Patente etwa auch auf Verfahrensweisen würden damit zwar zunächst prinzipiell möglich, da letztlich eine Einsicht in physikalische Wirkungen gefordert wird. Um eine "exzessive Patentierungspraxis" aber zu verhindern, schlägt Hilty ähnlich wie bei biotechnologischen Erfindungen vor, dass nur Beiträge zu einer ganz spezifischen Anwendung oder Funktion geschützt werden dürfen. Ferner sollte nach Ansicht des Professors "in machen Fällen" die Herausgabe des entsprechenden Quellcodes Bedingung für die Gewährung eines Patentes sein, um den allgemeinen Veröffentlichungspflichten zu genügen.
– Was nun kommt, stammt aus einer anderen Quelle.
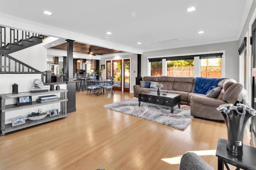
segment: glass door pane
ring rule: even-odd
[[[108,78],[108,77],[111,76],[111,61],[106,61],[106,79]]]
[[[122,91],[122,60],[112,61],[113,76],[115,77],[114,89]]]
[[[124,60],[124,91],[130,92],[130,59]]]

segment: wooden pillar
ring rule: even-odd
[[[73,78],[73,44],[74,40],[67,41],[67,78],[66,81],[74,81]]]
[[[137,54],[137,77],[136,77],[136,85],[140,85],[140,81],[141,81],[142,80],[142,77],[141,77],[141,55]]]
[[[66,81],[67,78],[67,57],[63,56],[63,80]]]
[[[67,102],[67,113],[76,111],[76,83],[73,78],[73,45],[74,40],[66,39],[67,41],[67,57],[66,60],[66,70],[64,71],[66,72],[66,79],[67,83],[67,96],[68,100]],[[63,63],[64,64],[64,63]],[[65,69],[65,68],[64,68]]]

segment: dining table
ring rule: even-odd
[[[103,84],[104,83],[105,83],[106,82],[108,82],[108,80],[98,80],[98,79],[96,79],[96,80],[91,80],[91,82],[95,82],[97,84],[97,85],[98,86],[98,87],[97,88],[97,90],[98,90],[98,93],[97,94],[97,96],[99,96],[100,95],[100,84]]]

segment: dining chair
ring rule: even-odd
[[[108,94],[110,94],[110,93],[112,94],[114,94],[113,91],[114,80],[114,77],[108,77],[106,83],[100,86],[100,91],[101,92],[101,89],[103,89],[103,94],[104,94],[104,91],[106,90],[107,95]]]
[[[77,92],[79,92],[78,91],[78,73],[74,72],[73,74],[73,79],[74,81],[76,81],[76,90],[77,90]]]
[[[90,91],[90,93],[89,94],[91,95],[91,96],[92,94],[92,92],[94,92],[96,90],[98,90],[98,88],[100,88],[99,85],[97,84],[95,84],[93,82],[92,80],[95,80],[96,77],[92,76],[90,77],[90,79],[86,79],[87,83],[87,92],[86,93],[86,96],[88,94],[88,92]]]
[[[83,76],[82,78],[79,78],[79,80],[80,80],[80,86],[79,86],[79,91],[81,89],[81,86],[82,87],[82,89],[83,89],[83,92],[84,91],[84,89],[86,88],[86,84],[85,84],[85,80],[86,80],[86,74],[83,74]]]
Laut Hilty soll ferner ein Computerprogramm keine patentierbare Erfindung darstellen, wenn es allein den Einsatz eines Rechners, Netzwerks oder eines programmierbaren Apparates einschließt und jenseits der normalen Interaktionen zwischen diesen Komponenten keinen technischen Effekt hat.

Für Lichtenberger kommt es jetzt darauf an, dass sich die Parlamentarier mit der Masse der 216 Änderungsanträge (PDF) "nicht gegenseitig aus dem Feld werfen". Zu kurz gekommen sind ihr in der Debatte noch die Verbraucherrechte. Die Interoperabilität und Kompatibilität müsse gewährleistet werden, da die Nutzer sonst nicht unterschiedliche Geräte und Programme kombinieren könnten. Dazu bedürfe es gemeinsamer Schnittstellen. "Gerade hier haben große Hersteller wie Microsoft einen Weg entdeckt, um ihre dominante Marktposition zu vergrößern", warnt die Österreicherin vor einer Stärkung dieser Praktiken durch einen zu weiten Patentschutz. Auch für den Mittelstand stelle dies eine Bedrohung dar.
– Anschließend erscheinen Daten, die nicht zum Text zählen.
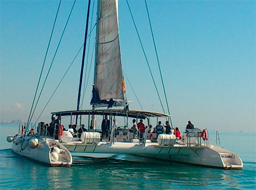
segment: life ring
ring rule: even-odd
[[[205,129],[202,130],[202,137],[204,141],[208,141],[209,140],[207,137],[207,131]]]

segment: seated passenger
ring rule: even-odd
[[[177,139],[181,139],[182,137],[180,136],[180,132],[179,131],[179,128],[176,127],[175,128],[175,136]]]
[[[31,130],[29,132],[29,135],[34,135],[34,129],[31,129]]]
[[[157,139],[158,137],[160,134],[161,134],[164,132],[164,127],[161,124],[162,122],[161,121],[158,121],[158,125],[155,126],[155,132],[157,132]]]

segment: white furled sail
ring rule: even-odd
[[[99,100],[124,100],[118,0],[99,0],[98,7],[95,90]]]

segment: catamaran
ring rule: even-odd
[[[242,169],[243,164],[238,155],[209,144],[206,129],[188,129],[178,140],[169,113],[130,109],[121,63],[118,0],[98,1],[94,81],[90,101],[92,109],[79,109],[90,3],[89,0],[77,109],[51,113],[52,117],[60,117],[60,124],[64,117],[70,118],[70,125],[75,119],[77,128],[82,127],[82,118],[86,116],[88,129],[82,130],[79,134],[74,134],[70,131],[63,131],[61,125],[56,124],[54,131],[58,129],[58,136],[55,139],[56,134],[49,137],[48,126],[40,123],[36,135],[29,136],[25,132],[7,137],[8,141],[13,142],[13,151],[52,166],[70,166],[72,156],[104,158],[125,154],[205,167]],[[111,129],[107,135],[96,130],[96,117],[99,116],[100,118],[107,116],[110,119]],[[122,125],[114,125],[113,121],[117,118],[124,121]],[[145,131],[139,133],[139,138],[129,128],[132,126],[129,124],[131,118],[136,123],[138,119],[146,121]],[[170,134],[155,132],[152,126],[157,125],[160,119],[170,122]]]

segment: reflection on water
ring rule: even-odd
[[[0,186],[4,189],[256,188],[255,163],[245,163],[243,170],[223,170],[119,155],[115,159],[74,157],[71,167],[51,167],[16,156],[10,150],[0,154]]]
Auch der Ausschuss der Ständigen Vertretungen der EU-Mitgliedstaaten (Coreper), der die Sitzungen des EU-Rates vorbereitet, beschäftigt sich seit Freitag wieder mit dem heißen Eisen. Die Regierungsvertreter haben eine Prüfung der Parlamentseingaben zu ihrer eigenen Richtlinienversion in Angriff genommen, die sie im März nur mit einer Gewalt-Tour über die Runden brachten. Die Luxemburger Präsidentschaft geht demnach davon aus, dass die Abgeordneten das Konstrukt des Ministergremiums ablehnen und es zu einer Vermittlungsrunde nach der 2. Lesung kommt. Sie könnte sich aber auch für einen inoffiziellen Annäherungsversuch an den Rechtsausschuss vor der Abstimmung rüsten wollen.

Zu einer Demonstration gegen das "Trojanische Pferd" der Ratslinie rufen derweil für den 2. Juni die belgische Association Electronique Libre und OpenStandaarden nach Brüssel. Unterstützt wird die Aktion, die von einer Webdemo mit Bannern begleitet werden soll, unter anderem vom Förderverein für eine Freie Informationelle Infrastruktur (FFII) sowie den Grünen. Mitorganisator Mark Vandenborre hofft auf eine "Mobilisierung quer durch ganz Europa, damit die Patentlobby nicht mit ihrer Desinformationskampagne Erfolg hat."